Afrik.com: Vous êtes l’un des fondateurs du syndicat de la police, pouvez vous nous raconter sa genèse ?

C.Hamada :
Je suis membre du bureau fondateur qui s’est organisé le 21 janvier pour rejeter l’ère révolue et dire non à 57 ans de désastre et d’accumulations diverses subies. Tout le monde s’était rebellé contre le système précédent et nous étions la seule faction du peuple qui, tout en travaillant, ne se prononçait pas. Pourtant, ce système ne nous convenait pas non plus. Nous sommes tout autant concernés. Nous sommes tunisiens et nous avons vécu l’ère précédente comme tous les tunisiens, nous avons donc observé, subi et haï les mêmes choses que rejette la société tunisienne aujourd’hui. Sauf que nous ne pouvions pas nous exprimer. Comme tous citoyens, et indépendamment de notre appartenance au ministère de l’intérieur, nous avons voulu participer à cette reconstruction. L’idée est venue de façon très spontanée.

Afrik.com : Quelles sont vos principales revendications, vous qui n’en avez pas eu durant 23 ans alors que vous dites que cela va mal depuis longtemps ?

C.Hamada
:
Nos revendications vont dans le sens de la masse, nous voulons rapprocher la police des citoyens par une meilleure compréhension, une implication plus profonde, une formation adaptée et sérieuse des agents qui seront amenés à enquêter ou a interagir avec le public.
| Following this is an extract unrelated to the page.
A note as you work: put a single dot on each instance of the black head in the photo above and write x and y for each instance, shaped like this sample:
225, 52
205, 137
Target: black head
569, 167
Comment voulez vous qu’un agent qui travaille 20h sur 24 soit en mesure de se comporter normalement au bout de plusieurs jours à ce rythme ? Vous savez, beaucoup de jeunes recrues se retrouvent propulsés dans des postes alors qu’ils ne maitrisent pas encore les fondamentaux du métier. Nous avons tous appris sur le tas et nos réussites sur le terrain tiennent de l’effort personnel. Nos structures sont trop éclatées et il n’y a pas de spécialité par domaine. L’agent se retrouve à faire tout en même temps, du judiciaire, de l’administratif, du secours, de l’enquête, du relevé de preuves…. les conditions de travail se sont tellement dégradées que le service fourni lui même en pâtit. Il m’arrive d’être scandalisé par le manque de maitrise des jeunes recrues qu’on livre à leurs sort sans suivi ni formation adaptée. Ce syndicat s’est aussi crée pour faire tampon entre les agents et l’administration.

Afrik.com : Comment cela s’est-il organisé ? Cela semble encore un peu éclaté, même si le port du brassard rouge en signe de contestation a été largement suivi par les agents.

C.Hamada :
Tout a commencé par des petits groupes qui se rencontraient, ensuite on a cherché à rassembler tous les groupes. L’organisation de tout ça a été très difficile.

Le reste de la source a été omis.